Re: Extensible storage manager API - SMGR hook Redux

From: "Tristan Partin" <tristan(at)neon(dot)tech>
To: "PostgreSQL Hackers" <pgsql-hackers(at)postgresql(dot)org>
Cc: "Matthias van de Meent" <boekewurm+postgres(at)gmail(dot)com>, "Heikki Linnakangas" <hlinnaka(at)iki(dot)fi>, "Andres Freund" <andres(at)anarazel(dot)de>
Subject: Re: Extensible storage manager API - SMGR hook Redux
Date: 2024-01-12 19:57:22
Message-ID: CYCZRFZES0OM.28GN7G5EDHOCN@neon.tech
Views: Raw Message | Whole Thread | Download mbox | Resend email
Thread:
Lists: pgsql-hackers

Thought I would show off what is possible with this patchset.

Heikki, a couple of months ago in our internal Slack, said:

> [I would like] a debugging tool that checks that we're not missing any
> fsyncs. I bumped into a few missing fsync bugs with unlogged tables
> lately and a tool like that would've been very helpful.

My task was to create such a tool, and off I went. I started with the
storage manager extension patch that Matthias sent to the list last
year[0].

Andres, in another thread[1], said:

> I've been thinking that we need a validation layer for fsyncs, it's too hard
> to get right without testing, and crash testing is not likel enough to catch
> problems quickly / resource intensive.
>
> My thought was that we could keep a shared hash table of all files created /
> dirtied at the fd layer, with the filename as key and the value the current
> LSN. We'd delete files from it when they're fsynced. At checkpoints we go
> through the list and see if there's any files from before the redo that aren't
> yet fsynced. All of this in assert builds only, of course.

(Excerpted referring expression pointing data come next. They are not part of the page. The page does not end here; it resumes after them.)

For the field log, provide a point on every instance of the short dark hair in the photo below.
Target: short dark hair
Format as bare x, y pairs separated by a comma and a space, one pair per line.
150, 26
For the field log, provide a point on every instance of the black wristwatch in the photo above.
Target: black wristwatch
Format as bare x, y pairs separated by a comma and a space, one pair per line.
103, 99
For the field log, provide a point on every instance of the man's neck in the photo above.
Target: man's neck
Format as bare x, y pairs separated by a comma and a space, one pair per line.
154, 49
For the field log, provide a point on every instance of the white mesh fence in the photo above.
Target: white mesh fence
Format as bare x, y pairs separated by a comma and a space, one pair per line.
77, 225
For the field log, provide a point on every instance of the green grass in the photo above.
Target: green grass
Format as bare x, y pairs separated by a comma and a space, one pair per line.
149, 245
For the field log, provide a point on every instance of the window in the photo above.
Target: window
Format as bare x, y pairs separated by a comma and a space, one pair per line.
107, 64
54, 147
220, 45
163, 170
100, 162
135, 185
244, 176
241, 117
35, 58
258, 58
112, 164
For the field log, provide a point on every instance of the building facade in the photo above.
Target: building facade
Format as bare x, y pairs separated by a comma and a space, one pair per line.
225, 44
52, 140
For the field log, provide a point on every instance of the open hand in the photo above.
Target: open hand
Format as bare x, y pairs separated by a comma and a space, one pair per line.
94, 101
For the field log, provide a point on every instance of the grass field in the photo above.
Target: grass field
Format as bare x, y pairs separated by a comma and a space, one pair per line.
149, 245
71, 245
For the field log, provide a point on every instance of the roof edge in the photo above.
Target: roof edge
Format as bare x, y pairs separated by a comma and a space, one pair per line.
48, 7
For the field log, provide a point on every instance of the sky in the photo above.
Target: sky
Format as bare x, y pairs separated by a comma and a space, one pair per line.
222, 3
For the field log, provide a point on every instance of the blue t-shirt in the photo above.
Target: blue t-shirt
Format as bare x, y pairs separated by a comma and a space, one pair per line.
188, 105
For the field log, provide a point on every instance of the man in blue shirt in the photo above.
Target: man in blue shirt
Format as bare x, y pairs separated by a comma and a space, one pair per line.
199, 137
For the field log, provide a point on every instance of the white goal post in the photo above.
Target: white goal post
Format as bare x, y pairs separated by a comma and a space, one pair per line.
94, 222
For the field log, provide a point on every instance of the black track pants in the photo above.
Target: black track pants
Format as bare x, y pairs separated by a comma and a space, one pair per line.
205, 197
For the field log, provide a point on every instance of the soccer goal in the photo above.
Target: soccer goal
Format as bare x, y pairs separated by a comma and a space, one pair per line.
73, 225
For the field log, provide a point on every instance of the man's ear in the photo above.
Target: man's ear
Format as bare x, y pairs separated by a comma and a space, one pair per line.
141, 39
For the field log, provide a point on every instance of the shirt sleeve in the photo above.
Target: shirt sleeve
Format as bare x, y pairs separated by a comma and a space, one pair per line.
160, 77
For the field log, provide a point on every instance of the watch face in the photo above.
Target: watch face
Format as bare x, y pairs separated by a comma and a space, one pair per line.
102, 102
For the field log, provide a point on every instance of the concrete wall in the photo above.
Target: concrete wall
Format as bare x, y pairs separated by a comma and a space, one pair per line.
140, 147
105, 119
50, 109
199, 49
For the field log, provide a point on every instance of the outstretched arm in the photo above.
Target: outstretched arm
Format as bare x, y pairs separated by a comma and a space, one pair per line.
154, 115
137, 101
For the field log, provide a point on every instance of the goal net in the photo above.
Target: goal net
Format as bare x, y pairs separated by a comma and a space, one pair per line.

I took this idea and ran with it. I call it the fsync_checker™️. It is an
extension that prints relations that haven't been fsynced prior to
a CHECKPOINT. Note that this idea doesn't work in practice because
relations might not be fsynced, but they might be WAL-logged, like in
the case of createdb. See log_smgrcreate(). I can't think of an easy way
to solve this problem looking at the codebase as it stands.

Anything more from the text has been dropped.